At $47.3bn, Nigeria’s Foreign Reserves Hit Five-year High

0

Ndubuisi Francis, Obinna Chima and Nume Ekeghe in Uyo

Central Bank of Nigeria (CBN) Governor, Mr. Godwin Emefiele, Monday said the country’s foreign exchange (FX) reserves had risen to $47.3 billion as of April 5.
The last time the country recorded FX reserves at this level was in July 2013.

Speaking at a seminar for Finance Correspondents and Business Editors in Uyo, Akwa Ibom State, Emefiele, who was represented by the new Deputy Governor, Corporate Services, Mr. Edward Adamu, was also upbeat that the reserves would continue to rise to about $50 billion “sometime later this year”.

At $47.3 billion, the country’s reserves are still below that of South Africa’s whose gross reserves currently stand at $50 billion.

Accretion of the country’s reserves in recent months have been driven by its successful Eurobond offerings, coupled with higher oil production and prices.
At the two-day seminar, Emefiele was also optimistic that inflationary pressure would continue to ease, anticipating that it may return to very low double digit or high single digit levels during the year.

He, however, called for more vigilance by policy makers to ensure that the country does not slip again into a recession.
The CBN governor said: “We expect a re-doubling of strong policy coordination, collaboration and cooperation which flourished during the very difficult times.
“To sustain our recovery, the need is greater now than ever for a robust policy coordination between the key aspects of the economic policymaking space.

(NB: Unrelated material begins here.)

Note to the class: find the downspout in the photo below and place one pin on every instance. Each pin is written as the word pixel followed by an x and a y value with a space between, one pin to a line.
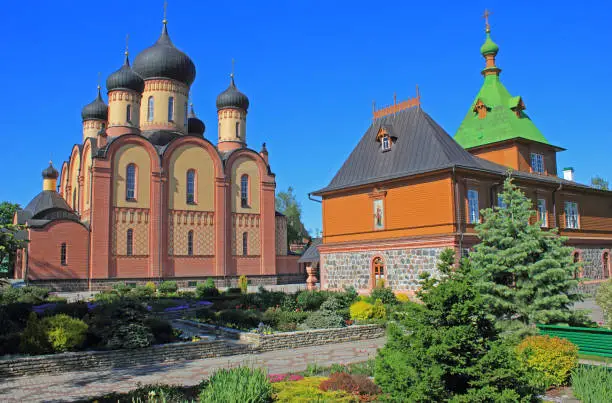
pixel 555 204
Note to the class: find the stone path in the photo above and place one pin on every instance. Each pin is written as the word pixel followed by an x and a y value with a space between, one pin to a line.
pixel 80 385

“This would include fiscal, monetary, exchange, and trade policies, which must be targeted at protecting farmers to boost agricultural output, support local companies and enhance manufacturing and industrial capacities, with a view to diversifying the economy away from oil and fossil fuels.
“Those of us who has been entrusted with leadership and policymaking responsibilities must neither become complacent nor over-confident. We must strive to improve and sustain the same policies that have gotten us this far.”

Emefiele reiterated that the central bank has been able to ensure exchange rate stability from over N525 to a dollar in February 2017, to about N360 to the dollar.
Foreign exchange supply has also improved since the establishment of the Investors’ and Exporters’ Window, with autonomous inflows of over $20 billion through this window alone from April 2017 to date, he said.

“As sentiments improve on the macroeconomy and supported by proactive monetary, trade, industrial and fiscal policies, we expect a continued uptick in GDP growth with a positive spill over to improved employment rate.

“As policies to strengthen the agriculture and industrial sectors become more emergent, growth in these sectors will rise, further bolstering overall economy.
“As we entrench and sustain the transparency in the FX market, as FX reserves accretion continues, and market confidence and improved sentiments remain, we expect that the exchange rate will not only be stable but would begin to appreciate against major currencies.

“The adverse competitiveness outcome which such appreciation may entail would be adequately mitigated by proactive policies to ensure that our balance of payments position is not undermined.

“For one, our import bill may have fallen but our manufacturing and agriculture sectors still have a long way to go if we must attain self-sufficiency in those sectors.
“We must not be quick to discard the restrictive measures which aided our recovery simply because the metrics have improved.

“At the CBN, we will continue to fine-tune our policies and strategies based on our understanding of evolving developments and supported by in-house technical analysis and simulations.
“We will remain proactive in ensuring that the welfare of Nigerians is optimised at any point in time,” he said.

He pointed out that at the last Monetary Policy Committee (MPC) meeting, the central bank had “signalled that we will sustain the tight policies that have helped rein-in inflationary pressures”.
This, according to him, was the reason members of the committee decided to keep the Monetary Policy Rate (MPR) at 14 per cent.

“We will also continue the transparency that has attracted inflows of FX into the country while keeping FX supply to the market adequate.

“In the area of development finance, the Bank will continue to provide access to much-needed credit to sectors with the potential to create jobs on a mass scale.
“In this regard, we will explore opportunities to expand the highly-successful Anchor Borrowers’ Programme to other crops and states.

“In order to continue our gains in local production and provide assistance to boost non-oil exports, we are in the process of finalising the creation of a N500 billion fund with the Nigeria Export-Import Bank (NEXIM) to assist local manufacturers interested in non-oil exports,” he added.